Mountain men’s legacy helps another six adventurers
2019's Rubens Wallace Grant applicants plan to pick up litter on the West Higland Way and study coral in the Red Sea - among other things
The 2019 Des Rubens and Bill Wallace Grants will help another six successful applicants seek out life-changing experiences in wild places, in ways that will benefit them and the wild places they visit.
This year’s educational or scientific adventures will take place in some of the wildest places in the world including: the Red Sea; Mexico; Iceland and Scotland...
- Wahaj Mahmood-Brown, a 33-year-old student of Marine Biology, Biodiversity and Conservation at Anglia Ruskin University, Cambridge to lead his first independent study into coral reefs in the Red Sea.
- Anders Jespersen (pictured above), 28, who moved to Scotland from his Danish homeland in 2006, is planning to walk the length of the West Highland Way collecting every single piece of rubbish as he goes.
- Blaine Ferguson, a 15-year-old student, is set to join a scientific research expedition to the jungle of the Calakmul Reserve in Mexico.
- Twenty-seven year-old Emily Hague, a research assistant at the Sea Mammal Research Unit in St Andrews, is off to explore the waters around Orkney and Shetland by kayak to investigate the potential role of killer whales in the curious decline of Scotland’s harbour seals.
- Nat Spring, a 50-year-old former primary school teacher from North Berwick will embark on a 40-day cycling challenge around Scotland’s wild places this summer.
- Vanessa Barry, a 28-year-old student in her first year studying Marine and Freshwater Biology at University of Glasgow, is set to join a scientific research expedition to Iceland where she will study vulnerable seabird colonies.

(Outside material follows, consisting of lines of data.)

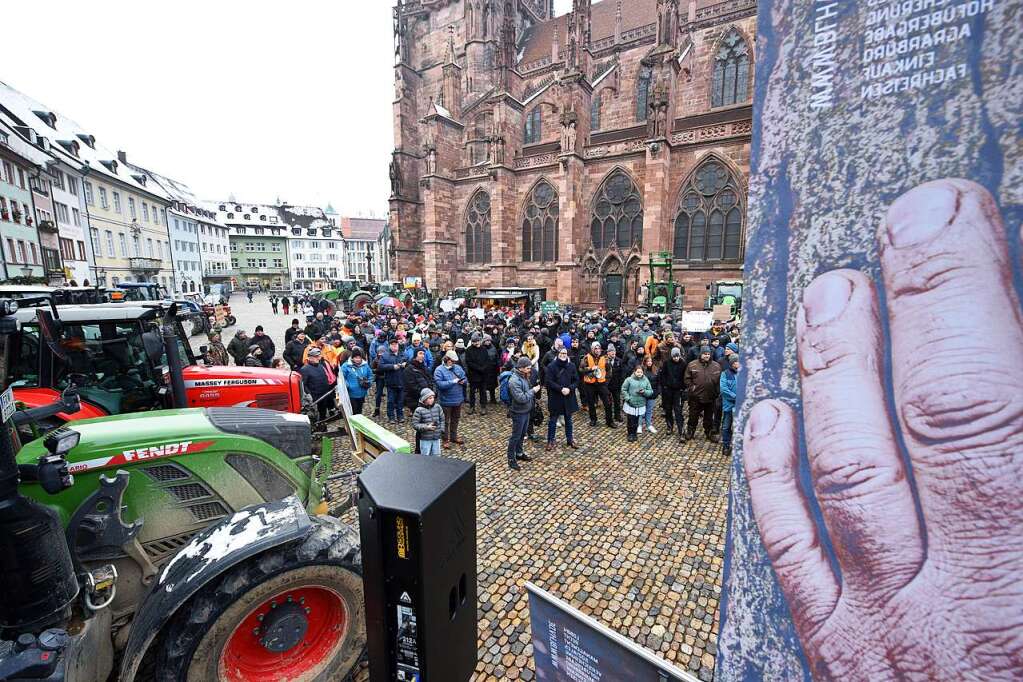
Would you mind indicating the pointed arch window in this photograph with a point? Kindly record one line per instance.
(642, 92)
(710, 218)
(478, 229)
(533, 132)
(539, 225)
(730, 83)
(616, 218)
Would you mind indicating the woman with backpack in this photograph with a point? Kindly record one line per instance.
(562, 378)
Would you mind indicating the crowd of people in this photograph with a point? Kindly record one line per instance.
(434, 367)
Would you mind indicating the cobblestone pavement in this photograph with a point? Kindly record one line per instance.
(631, 534)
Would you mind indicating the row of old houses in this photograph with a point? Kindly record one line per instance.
(73, 211)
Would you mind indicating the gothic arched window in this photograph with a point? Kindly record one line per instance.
(533, 125)
(709, 223)
(642, 92)
(731, 72)
(617, 214)
(478, 229)
(539, 225)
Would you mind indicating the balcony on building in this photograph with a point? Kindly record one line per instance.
(144, 266)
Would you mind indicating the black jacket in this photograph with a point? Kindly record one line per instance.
(314, 377)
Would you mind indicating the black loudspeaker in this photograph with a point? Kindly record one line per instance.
(417, 524)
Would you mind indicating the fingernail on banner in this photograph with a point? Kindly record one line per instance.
(876, 521)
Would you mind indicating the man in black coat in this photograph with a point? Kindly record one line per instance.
(616, 376)
(673, 391)
(477, 364)
(266, 345)
(295, 350)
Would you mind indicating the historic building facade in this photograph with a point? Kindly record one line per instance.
(534, 150)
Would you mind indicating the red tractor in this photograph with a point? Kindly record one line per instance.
(116, 355)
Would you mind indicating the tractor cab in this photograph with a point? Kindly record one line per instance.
(725, 292)
(135, 291)
(116, 354)
(661, 293)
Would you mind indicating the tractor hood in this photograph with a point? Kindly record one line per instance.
(198, 376)
(112, 442)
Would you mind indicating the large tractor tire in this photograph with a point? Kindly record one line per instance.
(294, 612)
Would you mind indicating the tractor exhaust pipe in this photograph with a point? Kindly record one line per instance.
(175, 368)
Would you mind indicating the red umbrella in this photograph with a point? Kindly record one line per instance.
(390, 302)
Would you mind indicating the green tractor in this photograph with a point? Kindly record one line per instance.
(725, 292)
(661, 296)
(187, 544)
(349, 294)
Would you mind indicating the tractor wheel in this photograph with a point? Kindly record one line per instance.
(294, 612)
(360, 302)
(199, 324)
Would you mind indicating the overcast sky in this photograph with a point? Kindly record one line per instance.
(260, 99)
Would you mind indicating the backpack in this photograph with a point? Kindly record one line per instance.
(505, 395)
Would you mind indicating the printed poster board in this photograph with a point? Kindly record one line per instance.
(570, 646)
(876, 466)
(698, 320)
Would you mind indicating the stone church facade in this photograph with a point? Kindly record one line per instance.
(534, 150)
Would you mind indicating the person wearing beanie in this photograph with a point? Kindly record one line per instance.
(673, 391)
(702, 381)
(477, 368)
(428, 421)
(317, 380)
(727, 385)
(358, 378)
(451, 380)
(523, 397)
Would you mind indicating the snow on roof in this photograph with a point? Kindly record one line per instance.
(100, 160)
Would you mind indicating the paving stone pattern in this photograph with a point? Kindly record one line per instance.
(629, 534)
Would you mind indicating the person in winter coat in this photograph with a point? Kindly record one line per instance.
(616, 376)
(450, 379)
(428, 421)
(358, 378)
(702, 381)
(254, 359)
(492, 367)
(295, 352)
(653, 374)
(673, 391)
(727, 384)
(216, 354)
(523, 396)
(562, 379)
(477, 367)
(416, 377)
(317, 381)
(238, 348)
(636, 392)
(266, 345)
(392, 364)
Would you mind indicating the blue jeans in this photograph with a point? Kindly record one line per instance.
(649, 417)
(520, 422)
(395, 406)
(552, 427)
(726, 421)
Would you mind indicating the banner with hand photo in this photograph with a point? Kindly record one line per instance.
(876, 520)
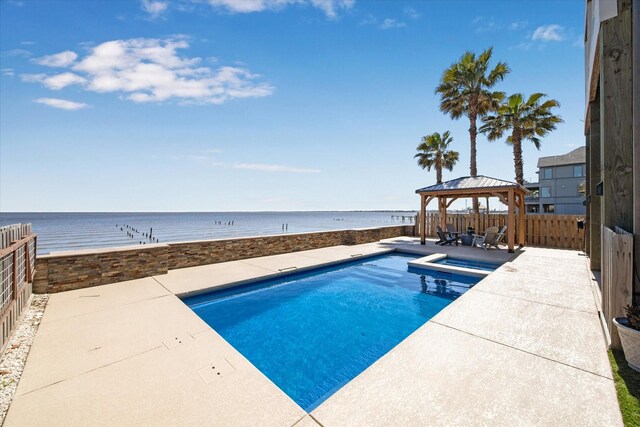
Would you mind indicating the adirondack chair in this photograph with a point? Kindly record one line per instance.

Rosie Simpson of the John Muir Trust, who administers the Des Rubens and Bill Wallace Grant said: “We’ve been delighted with the number and quality of applications this year and we wish the six successful applicants all the best in their wild adventures.
“Des and Bill lived active, adventurous, outdoor lives and would be delighted to know that their inspirational lives are now helping scientific research that deepens our knowledge of the threats facing our planet.”